El clímax de las reflexiones antropológicas en torno de los sueños y las interpretaciones nativas lo representan, acaso, los escritos de Claude Lévi-Strauss; en concreto, un libro de madurez ―aunque casi todos los suyos lo son―: La alfarera celosa (1985). La obra presenta, en su inicio, un mito jíbaro en que se relacionan el sol, la luna, el chotacabras, el perezoso, la arcilla, el tejido, los excrementos y la contención, y todo con el fin aparente de mostrar ―por parte del etnólogo― que esos y otros elementos pueden conformar códigos de significación paralelos en que uno no es más expresivo o importante que otro a la hora de intentar colegir el “mensaje” del mito (porque, como se sabe, lo único que puede conocerse son los intercambios estructurales de las categorías del pensamiento, en sí mismas vacías de sentido).
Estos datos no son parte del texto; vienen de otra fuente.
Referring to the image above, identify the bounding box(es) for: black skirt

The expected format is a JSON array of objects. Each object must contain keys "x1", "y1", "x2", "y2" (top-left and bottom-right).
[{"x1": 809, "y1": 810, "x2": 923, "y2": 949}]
De repente, en la homilía del cierre, el discurso levistraussiano ―henchido de plantas y animales de modo acogedor― verifica un giro inesperado y arremete contra Freud y su modelo de explicación de los sueños. Advierte el antropólogo francés que el planteamiento binario de lo oral y lo anal ya estaba en los mitos americanos más primitivos, de suerte que el psicoanálisis, al encontrarlo en los contenidos oníricos, no hace otra cosa que coincidir en una de las muchas operaciones posibles del intelecto humano; y que, por más que se pretenda establecer el carácter esencial del campo asociado a ese nivel semántico, él no ilumina los sueños con mayor contundencia que otros niveles de signos subyacentes en ellos. En otras palabras, Lévi-Strauss acusa a Freud de interpretar los sueños con exclusivo arreglo a las obsesiones occidentales por la fisiología y la sexualidad, y de vender todo el discurso resultante como explicación universal; lo acusa, en fin, de creer que en los sueños hay algún contenido cuando, en verdad, solo hay formas. El sueño no es deseo sino pura gramática, y Freud, obcecado en su interpretación, ocupa en la óptica de su detractor el lugar que, en los tratados de otros, ocuparon el nativo trobriandés o zande. Sin duda, nunca antes los sueños y su interpretación habían sido considerados, de modo tan punzante, como objeto etnográfico.
Alguien dirá que las explicaciones estructuralistas sobre lo onírico merecen tanta desconfianza como las freudianas. La objeción encuentra lugar, sin duda: poco debía saber del sueño alguien que, como Claude Lévi-Strauss, pasó un siglo en vela, excitado con sus sofisticados ejercicios mentales.